Much like the effete emcee in "Cabaret," this film's decadent-looking Belgrade nightclub entertainer, Boris (Nikola Ristanovski), opens the film with his pithy, cynical comments on the current state of affairs in the former Yugoslavia. A chain-smoking taxi driver (Nebosja Glogovac) drops off Michael (Miki Manojlovic) at that club. (That driver will reappear, as do many others, as vignettes interconnect.) Michael fled the country five years earlier without so much as leaving a note behind and has now returned, much better off financially and eager to make amends to his abandoned fiancee, Natalia (Mirjana Karanovic), who happens to be Boris' sister.
Meanwhile, a young unlicensed driver, Alex (Marko Urosevic), has collided with a vintage VW belonging to the irate Jovan (Bogdan Diklic), who has owned it for decades without getting so much as a scratch. Alex expresses a desire to resolve the matter amicably, but like many others, Jovan vents upon whoever's handy his displaced rage over what's happening in his country, in this case the hapless Alex and even Alex's father, Viktor (Danil Bata Stojkovic), wrecking the family apartment in the process. Jovan has brought along his boxer buddy (Dragan Nikolic) who, in turn, later gets into a deadly match in the ring with an old friend (Lazar Ristovski); they launch into such a lengthy confession of mutual betrayals that you know it won't end well.

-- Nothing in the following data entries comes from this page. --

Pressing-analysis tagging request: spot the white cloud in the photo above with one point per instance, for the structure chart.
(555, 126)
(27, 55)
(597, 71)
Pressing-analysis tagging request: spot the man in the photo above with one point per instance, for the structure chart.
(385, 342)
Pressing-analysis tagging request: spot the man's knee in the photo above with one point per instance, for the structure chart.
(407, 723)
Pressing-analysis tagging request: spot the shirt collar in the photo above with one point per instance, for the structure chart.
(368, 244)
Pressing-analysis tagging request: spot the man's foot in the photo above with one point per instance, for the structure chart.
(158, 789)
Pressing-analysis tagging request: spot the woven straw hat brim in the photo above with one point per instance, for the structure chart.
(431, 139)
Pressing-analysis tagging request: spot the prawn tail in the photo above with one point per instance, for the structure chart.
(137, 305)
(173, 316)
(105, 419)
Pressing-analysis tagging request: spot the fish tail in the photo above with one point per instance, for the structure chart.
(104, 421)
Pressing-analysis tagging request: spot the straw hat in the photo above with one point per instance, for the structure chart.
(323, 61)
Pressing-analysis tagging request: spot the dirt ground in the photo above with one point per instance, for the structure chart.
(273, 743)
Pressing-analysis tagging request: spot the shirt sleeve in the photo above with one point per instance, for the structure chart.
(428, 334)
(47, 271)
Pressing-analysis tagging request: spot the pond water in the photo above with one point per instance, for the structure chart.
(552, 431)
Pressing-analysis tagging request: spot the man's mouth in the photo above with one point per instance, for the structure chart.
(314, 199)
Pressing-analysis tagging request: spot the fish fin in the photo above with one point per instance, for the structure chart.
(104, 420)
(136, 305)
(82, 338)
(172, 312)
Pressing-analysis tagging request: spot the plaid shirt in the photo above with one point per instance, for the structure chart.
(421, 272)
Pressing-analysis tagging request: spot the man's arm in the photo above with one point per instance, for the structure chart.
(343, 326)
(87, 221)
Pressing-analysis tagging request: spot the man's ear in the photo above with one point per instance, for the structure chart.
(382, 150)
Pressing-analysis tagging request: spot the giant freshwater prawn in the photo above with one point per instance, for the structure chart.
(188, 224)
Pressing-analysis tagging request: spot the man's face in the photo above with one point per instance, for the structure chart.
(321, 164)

One encounter leads to another until almost all the film's 22 key characters either give way to anger or become its victims. As unflinching as it is, "Cabaret Balkan" is an edgy entertainment that is as zesty as it is mordantly outrageous. Miki Manojlovic, who has appeared in an array of films in Western Europe and even the U.S., is perhaps the film's dominant figure, a character who naively thinks you can go home again, even when your homeland is falling dangerously apart. Everyone involved, however, contributes strongly to making "Cabaret Balkan" a bristling, furious Valentine to the former Yugoslavia.